If tensions escalate in the narrow waterway between Iran and the Arabian Peninsula, the consequences will extend far beyond oil markets. According to a Bloomberg report citing UN officials, disruptions to the strait would directly threaten agricultural supply chains across South Asia.
A large portion of the world's fertilizer production and petrochemical exports originate from the Middle East, with many shipments passing through the Strait of Hormuz. For Sri Lanka, a nation still recovering from economic crisis, the timing could not be worse.
The Fertilizer Lifeline
Sri Lankan farmers depend on imported urea and other essential fertilizers to cultivate rice, tea, vegetables, and other crops that feed the nation and support the rural economy. A disruption in supply would mean higher fertilizer prices, shortages during critical planting seasons, and reduced harvests.

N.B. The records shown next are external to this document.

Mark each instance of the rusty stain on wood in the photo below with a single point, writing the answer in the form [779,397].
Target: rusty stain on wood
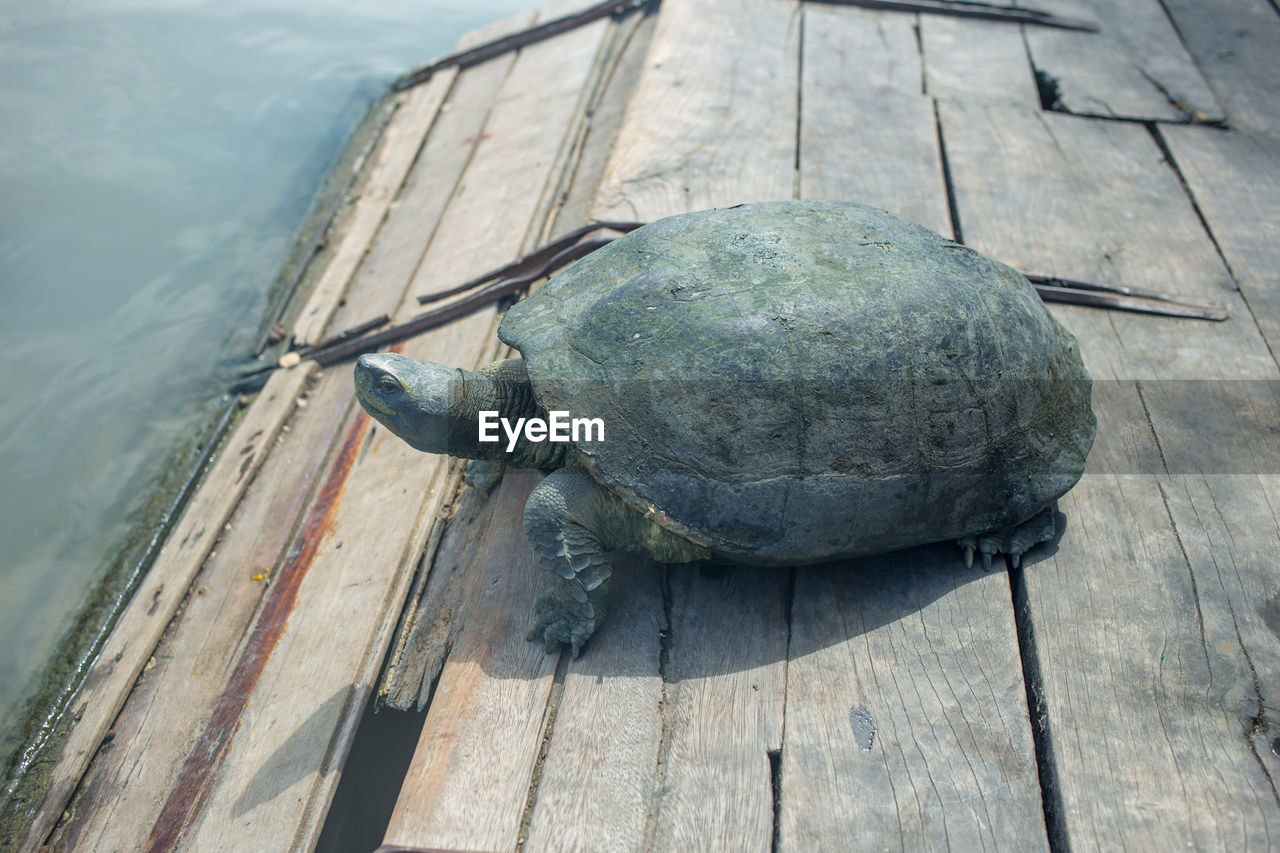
[197,776]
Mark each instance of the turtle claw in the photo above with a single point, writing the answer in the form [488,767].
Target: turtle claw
[1013,542]
[557,621]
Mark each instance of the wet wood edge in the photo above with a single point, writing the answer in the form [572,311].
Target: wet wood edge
[135,637]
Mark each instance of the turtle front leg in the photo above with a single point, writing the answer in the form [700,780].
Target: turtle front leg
[563,518]
[1014,541]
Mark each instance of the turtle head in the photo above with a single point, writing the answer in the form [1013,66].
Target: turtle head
[420,401]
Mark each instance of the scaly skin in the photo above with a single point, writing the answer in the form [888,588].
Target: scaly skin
[571,520]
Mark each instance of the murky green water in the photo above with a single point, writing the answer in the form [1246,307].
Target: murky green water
[156,160]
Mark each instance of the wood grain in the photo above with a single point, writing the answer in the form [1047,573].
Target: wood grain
[1148,689]
[1235,181]
[391,163]
[1134,67]
[726,684]
[120,794]
[707,128]
[599,776]
[1095,200]
[496,208]
[158,598]
[867,132]
[1234,45]
[471,770]
[906,710]
[1146,683]
[977,62]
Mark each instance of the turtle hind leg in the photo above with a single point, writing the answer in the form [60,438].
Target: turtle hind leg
[571,521]
[561,519]
[1014,541]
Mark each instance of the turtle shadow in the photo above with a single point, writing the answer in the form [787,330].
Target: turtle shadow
[693,621]
[699,620]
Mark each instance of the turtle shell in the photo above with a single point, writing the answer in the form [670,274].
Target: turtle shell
[796,382]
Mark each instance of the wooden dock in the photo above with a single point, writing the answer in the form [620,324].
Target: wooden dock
[1112,693]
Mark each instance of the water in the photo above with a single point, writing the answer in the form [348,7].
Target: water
[156,160]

The country has already experienced what happens when fertilizer access collapses. In 2021, the government abruptly banned agrochemical imports, triggering a catastrophic decline in crop yields. Rice production fell by nearly 40 percent. Tea harvests plummeted. Food prices surged. Farmers suffered devastating losses.
"We cannot afford to repeat those mistakes in the middle of an economic recovery," said Ranil Senarathne, an agricultural economist at the University of Colombo. "When global chokepoints like the Strait of Hormuz are threatened, the ripple effects reach all the way to the fields of farmers and the dinner tables of our people."